But then, there is little reason to believe that then Senator Kennedy would object to a town council opening a meeting with a prayer, when Congress had been doing it pretty much from inception. Or that posting the Ten Commandments in a courthouse would so violate this concept of separation when it is part of the building that houses the Supreme Court. Or that a prayer at a high school football game is contrary to the principle, when Washington and Madison declared days of prayer and thanksgiving when President. Or that it should be impermissible to let a church meet in a public school building when the author of the storied phrase himself attended Sunday worship services on a regular basis in the US Capitol with members of Congress during his Presidency.

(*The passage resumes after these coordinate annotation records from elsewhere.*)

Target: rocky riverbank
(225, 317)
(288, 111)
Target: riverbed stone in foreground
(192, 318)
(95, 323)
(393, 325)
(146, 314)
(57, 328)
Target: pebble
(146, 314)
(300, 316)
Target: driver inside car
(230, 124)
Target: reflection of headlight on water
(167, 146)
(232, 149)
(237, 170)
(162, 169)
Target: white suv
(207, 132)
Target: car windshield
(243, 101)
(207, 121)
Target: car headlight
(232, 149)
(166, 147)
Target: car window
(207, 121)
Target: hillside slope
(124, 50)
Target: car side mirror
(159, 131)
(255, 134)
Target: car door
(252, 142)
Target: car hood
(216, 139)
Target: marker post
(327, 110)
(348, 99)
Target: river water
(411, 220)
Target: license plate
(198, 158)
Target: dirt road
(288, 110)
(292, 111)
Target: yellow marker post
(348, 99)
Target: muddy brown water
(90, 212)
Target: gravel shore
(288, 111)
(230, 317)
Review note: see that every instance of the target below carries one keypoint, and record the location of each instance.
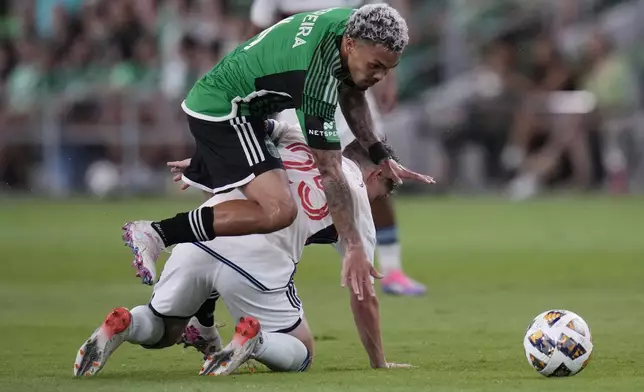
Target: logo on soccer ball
(569, 347)
(552, 317)
(542, 343)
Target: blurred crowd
(542, 118)
(84, 74)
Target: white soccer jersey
(270, 259)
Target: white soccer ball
(558, 343)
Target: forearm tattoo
(356, 111)
(338, 194)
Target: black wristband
(378, 153)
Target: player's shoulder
(332, 17)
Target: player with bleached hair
(381, 99)
(253, 275)
(308, 62)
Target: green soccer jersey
(292, 64)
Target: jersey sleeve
(262, 13)
(316, 109)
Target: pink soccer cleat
(397, 283)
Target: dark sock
(193, 226)
(206, 313)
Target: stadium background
(90, 93)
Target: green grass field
(490, 266)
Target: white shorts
(195, 273)
(346, 136)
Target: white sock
(389, 258)
(146, 328)
(282, 353)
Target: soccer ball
(558, 343)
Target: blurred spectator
(612, 81)
(499, 87)
(548, 144)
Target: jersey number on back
(304, 189)
(265, 32)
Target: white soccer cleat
(93, 354)
(146, 246)
(237, 352)
(206, 340)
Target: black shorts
(229, 154)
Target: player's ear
(349, 44)
(374, 175)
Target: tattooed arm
(338, 194)
(356, 111)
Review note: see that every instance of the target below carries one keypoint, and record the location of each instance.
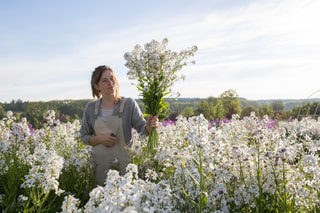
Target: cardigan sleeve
(86, 129)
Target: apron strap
(121, 108)
(96, 109)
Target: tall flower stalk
(155, 68)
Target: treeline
(212, 108)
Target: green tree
(230, 101)
(265, 109)
(207, 108)
(247, 111)
(187, 111)
(277, 106)
(220, 114)
(2, 112)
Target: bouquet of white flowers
(156, 70)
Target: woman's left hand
(152, 122)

The fact is that Senator Santorum was correct. The application of this “wall of separation between church and state” has far advanced any discernible original meaning, and now is a means to delegitimize an entire viewpoint by people who fail to understand that excluding and marginalizing it from the national dialogue has not resulted in a healthier society, but one in which we enjoy fewer freedoms than our parents and grandparents, because of the attempt to replace the restraint and prudence that too many today eschew for instant gratification and selfish pursuits. It is a world where people who can ill-afford them will riot over new tennis shoes, and violence and hypersexualized predators stalk our children wherever they can be found.
Santorum’s crime is not that he tries to “impose” his views on anyone. It is that he tries to reinject a voice that itching ears do not want to heed and consider. I’m sure I could find legitimate reasons for not liking him, and I much prefer that idea than disliking him for being right without understanding that I’m being fed a line by a media that has its own story to tell, and hopes that I’ll be too lazy to suss out the truth.